The filings sought to be sealed here easily meet the standard for judicial documents. In seeking a “court order” for his transfer from MCC, Dkt. 147 at 1, Mr. Tartaglione expressly called upon the Court to exercise its adjudicatory power over a matter within its purview. Though the Government characterizes its response to the application as nothing more than a “status report,” Dkt. 151 at 2, its filing and Mr. Tartaglione’s response both pertained to the application and were directed at guiding the Court’s resolution of it.3 That makes them judicial documents.
What’s more, the weight of the common law presumption of access to these records is undeniably strong.
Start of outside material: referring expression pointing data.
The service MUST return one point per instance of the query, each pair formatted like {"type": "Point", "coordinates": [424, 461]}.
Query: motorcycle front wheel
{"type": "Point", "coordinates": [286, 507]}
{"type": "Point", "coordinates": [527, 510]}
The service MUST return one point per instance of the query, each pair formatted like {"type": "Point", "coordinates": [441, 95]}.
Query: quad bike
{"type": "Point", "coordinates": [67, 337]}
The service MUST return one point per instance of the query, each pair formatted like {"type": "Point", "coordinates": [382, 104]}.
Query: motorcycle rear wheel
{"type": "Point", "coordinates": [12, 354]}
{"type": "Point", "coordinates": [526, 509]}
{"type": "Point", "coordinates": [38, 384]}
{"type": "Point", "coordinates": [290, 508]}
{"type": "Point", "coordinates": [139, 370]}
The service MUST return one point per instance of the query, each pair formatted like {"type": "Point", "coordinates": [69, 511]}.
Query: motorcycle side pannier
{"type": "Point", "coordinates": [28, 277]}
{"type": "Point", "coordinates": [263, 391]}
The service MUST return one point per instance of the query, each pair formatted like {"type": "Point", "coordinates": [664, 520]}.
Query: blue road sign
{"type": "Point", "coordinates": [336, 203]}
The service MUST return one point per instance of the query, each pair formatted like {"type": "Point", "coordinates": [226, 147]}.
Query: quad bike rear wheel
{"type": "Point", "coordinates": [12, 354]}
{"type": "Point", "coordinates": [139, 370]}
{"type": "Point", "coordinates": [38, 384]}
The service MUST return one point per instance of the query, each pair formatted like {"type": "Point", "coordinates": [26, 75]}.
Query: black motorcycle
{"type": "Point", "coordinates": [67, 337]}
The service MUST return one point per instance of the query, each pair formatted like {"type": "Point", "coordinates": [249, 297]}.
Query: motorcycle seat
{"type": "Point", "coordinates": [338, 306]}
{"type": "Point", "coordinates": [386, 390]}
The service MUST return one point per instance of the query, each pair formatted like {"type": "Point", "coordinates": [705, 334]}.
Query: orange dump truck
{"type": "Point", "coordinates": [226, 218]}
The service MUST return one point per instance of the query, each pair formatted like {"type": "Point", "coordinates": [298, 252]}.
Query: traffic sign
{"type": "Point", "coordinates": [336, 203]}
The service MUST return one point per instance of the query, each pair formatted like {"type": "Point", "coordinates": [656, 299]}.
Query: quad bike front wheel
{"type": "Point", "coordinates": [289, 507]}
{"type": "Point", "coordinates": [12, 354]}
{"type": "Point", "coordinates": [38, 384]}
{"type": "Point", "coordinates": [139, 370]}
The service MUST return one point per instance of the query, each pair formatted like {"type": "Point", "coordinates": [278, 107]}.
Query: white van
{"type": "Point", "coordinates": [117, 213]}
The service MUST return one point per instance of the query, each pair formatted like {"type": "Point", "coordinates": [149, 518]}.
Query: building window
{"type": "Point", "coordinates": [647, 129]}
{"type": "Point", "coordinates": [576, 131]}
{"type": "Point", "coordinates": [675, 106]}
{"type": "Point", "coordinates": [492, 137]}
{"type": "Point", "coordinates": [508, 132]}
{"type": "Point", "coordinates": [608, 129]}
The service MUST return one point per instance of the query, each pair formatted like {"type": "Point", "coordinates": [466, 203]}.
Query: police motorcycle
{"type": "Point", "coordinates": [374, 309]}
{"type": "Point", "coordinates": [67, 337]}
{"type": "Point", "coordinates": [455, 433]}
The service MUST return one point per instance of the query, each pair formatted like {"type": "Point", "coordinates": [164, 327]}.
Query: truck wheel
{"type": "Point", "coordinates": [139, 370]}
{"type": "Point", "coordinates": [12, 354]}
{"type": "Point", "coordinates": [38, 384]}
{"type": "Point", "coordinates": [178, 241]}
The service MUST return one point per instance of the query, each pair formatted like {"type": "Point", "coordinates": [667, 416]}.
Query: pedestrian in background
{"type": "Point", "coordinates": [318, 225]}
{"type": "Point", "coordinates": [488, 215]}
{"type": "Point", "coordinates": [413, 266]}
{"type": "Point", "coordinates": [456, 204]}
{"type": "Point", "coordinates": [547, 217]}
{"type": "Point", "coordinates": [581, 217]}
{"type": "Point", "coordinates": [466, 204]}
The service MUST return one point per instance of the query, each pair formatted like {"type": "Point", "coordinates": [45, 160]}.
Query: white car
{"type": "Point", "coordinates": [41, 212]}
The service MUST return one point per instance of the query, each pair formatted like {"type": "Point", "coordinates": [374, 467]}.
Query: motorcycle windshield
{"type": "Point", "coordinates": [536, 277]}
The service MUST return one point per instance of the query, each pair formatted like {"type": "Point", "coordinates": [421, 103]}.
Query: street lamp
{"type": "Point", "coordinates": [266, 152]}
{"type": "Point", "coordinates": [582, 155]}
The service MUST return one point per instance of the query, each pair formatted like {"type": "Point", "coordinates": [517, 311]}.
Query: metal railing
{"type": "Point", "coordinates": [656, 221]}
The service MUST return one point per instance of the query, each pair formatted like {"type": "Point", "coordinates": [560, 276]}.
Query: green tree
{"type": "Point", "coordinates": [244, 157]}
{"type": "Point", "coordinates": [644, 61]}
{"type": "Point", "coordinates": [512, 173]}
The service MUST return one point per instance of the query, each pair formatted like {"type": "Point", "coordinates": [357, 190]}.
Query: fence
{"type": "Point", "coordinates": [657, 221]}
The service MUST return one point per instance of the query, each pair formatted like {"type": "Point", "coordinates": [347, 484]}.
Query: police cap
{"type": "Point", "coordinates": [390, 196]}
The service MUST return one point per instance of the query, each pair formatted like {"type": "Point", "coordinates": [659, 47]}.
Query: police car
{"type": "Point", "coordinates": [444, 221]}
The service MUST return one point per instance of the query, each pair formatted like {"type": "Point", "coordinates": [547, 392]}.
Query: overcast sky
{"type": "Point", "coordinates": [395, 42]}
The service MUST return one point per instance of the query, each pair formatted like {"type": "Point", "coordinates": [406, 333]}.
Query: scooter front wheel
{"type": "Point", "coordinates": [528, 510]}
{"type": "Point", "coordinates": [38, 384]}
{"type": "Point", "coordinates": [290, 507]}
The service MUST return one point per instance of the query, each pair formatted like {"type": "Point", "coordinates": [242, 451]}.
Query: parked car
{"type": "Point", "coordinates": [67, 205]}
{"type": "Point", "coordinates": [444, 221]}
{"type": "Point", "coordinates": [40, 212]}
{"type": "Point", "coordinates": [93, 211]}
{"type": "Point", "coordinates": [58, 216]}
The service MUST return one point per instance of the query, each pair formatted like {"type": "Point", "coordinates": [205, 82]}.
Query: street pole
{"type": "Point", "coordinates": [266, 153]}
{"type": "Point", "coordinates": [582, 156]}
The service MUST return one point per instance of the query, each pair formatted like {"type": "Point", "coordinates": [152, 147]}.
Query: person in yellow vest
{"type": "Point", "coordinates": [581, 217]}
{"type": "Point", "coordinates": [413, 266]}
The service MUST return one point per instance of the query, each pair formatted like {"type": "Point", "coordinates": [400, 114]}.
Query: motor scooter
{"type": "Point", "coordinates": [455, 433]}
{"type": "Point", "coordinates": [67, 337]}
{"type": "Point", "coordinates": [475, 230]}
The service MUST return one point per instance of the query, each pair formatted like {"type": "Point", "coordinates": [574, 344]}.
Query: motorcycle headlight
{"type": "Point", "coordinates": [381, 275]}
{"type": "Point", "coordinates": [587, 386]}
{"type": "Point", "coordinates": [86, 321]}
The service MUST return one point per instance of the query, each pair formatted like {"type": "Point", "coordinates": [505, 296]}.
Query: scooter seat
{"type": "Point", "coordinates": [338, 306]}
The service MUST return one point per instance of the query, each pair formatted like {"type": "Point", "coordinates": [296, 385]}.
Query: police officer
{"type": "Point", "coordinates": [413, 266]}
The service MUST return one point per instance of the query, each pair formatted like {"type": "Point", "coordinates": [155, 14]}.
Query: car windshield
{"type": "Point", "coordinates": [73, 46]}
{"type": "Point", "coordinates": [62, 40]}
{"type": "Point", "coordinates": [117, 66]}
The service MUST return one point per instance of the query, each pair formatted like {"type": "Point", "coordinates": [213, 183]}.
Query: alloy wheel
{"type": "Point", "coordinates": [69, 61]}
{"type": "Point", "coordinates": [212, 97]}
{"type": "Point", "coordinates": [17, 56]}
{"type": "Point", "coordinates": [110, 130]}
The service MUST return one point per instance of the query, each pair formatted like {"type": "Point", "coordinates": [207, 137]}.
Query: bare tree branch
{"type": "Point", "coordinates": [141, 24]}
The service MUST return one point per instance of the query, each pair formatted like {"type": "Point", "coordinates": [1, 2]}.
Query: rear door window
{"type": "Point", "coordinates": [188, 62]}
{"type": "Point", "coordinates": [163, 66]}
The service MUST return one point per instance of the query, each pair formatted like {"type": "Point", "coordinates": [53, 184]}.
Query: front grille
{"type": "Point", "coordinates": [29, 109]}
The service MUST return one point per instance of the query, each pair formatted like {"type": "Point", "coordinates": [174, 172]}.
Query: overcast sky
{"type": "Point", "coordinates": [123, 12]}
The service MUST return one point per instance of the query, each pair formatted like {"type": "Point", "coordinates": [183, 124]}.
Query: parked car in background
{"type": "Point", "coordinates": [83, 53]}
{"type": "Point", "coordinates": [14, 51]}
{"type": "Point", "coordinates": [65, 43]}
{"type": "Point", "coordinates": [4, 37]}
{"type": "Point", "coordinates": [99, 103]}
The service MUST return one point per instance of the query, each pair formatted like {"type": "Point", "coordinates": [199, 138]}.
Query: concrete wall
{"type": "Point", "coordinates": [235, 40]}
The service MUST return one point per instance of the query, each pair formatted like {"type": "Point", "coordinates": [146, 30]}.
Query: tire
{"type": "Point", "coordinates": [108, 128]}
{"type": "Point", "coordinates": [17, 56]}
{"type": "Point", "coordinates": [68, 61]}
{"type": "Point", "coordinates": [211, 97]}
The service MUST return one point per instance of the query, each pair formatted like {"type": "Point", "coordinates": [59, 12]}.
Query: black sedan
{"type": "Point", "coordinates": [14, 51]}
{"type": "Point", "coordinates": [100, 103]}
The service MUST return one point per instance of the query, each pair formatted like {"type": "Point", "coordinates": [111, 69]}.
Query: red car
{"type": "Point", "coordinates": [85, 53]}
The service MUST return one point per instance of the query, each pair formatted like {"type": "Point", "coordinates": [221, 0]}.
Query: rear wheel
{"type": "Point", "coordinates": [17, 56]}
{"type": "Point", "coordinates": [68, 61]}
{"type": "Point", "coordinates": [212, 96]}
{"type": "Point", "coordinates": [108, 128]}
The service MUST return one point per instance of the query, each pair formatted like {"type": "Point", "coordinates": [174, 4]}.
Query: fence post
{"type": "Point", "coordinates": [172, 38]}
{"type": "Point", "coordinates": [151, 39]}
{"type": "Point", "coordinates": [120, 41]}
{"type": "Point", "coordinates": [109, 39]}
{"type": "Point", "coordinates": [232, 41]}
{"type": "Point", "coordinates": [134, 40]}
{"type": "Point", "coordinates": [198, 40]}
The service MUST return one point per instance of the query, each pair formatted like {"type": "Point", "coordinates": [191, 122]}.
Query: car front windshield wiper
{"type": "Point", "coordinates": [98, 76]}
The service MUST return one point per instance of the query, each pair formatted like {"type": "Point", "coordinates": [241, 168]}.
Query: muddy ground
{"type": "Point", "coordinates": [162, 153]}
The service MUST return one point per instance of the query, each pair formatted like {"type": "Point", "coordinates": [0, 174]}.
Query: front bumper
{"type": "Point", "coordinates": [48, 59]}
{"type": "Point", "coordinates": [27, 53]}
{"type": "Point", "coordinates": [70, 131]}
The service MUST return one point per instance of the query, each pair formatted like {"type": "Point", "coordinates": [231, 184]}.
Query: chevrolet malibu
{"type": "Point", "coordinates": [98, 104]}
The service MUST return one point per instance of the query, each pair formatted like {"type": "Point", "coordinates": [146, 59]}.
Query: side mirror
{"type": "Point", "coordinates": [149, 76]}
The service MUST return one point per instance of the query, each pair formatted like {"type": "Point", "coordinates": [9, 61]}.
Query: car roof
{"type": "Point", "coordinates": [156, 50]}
In Graham, the Second Circuit found that the presumption of access for tapes played at a pretrial detention hearing was, at a minimum, “substantial”: “The detention of criminal defendants pending trial is a quintessential exercise of a court’s Article III judicial power, and the public has a legitimate interest monitoring a court’s use of that power.” 257 F.3d at 154. So too, here. Adjudicating a defendant’s grievances about his pretrial confinement, which has apparently impacted the exercise of his constitutional rights, are matters at the heart of the judicial function. And the public has a considerable interest in monitoring how the court discharges that function. Perhaps more than anything, the public’s confidence in the judiciary depends on openness of court records and proceedings. On this point, Chief Justice Burger’s words in Richmond Newspapers v. Virginia are particularly apt:
People in an open society do not demand infallibility from their institutions, but it is difficult for them to accept what they are prohibited from observing. When a criminal trial is conducted in the open, there is at least an opportunity both for understanding the system in general and its workings in a particular case.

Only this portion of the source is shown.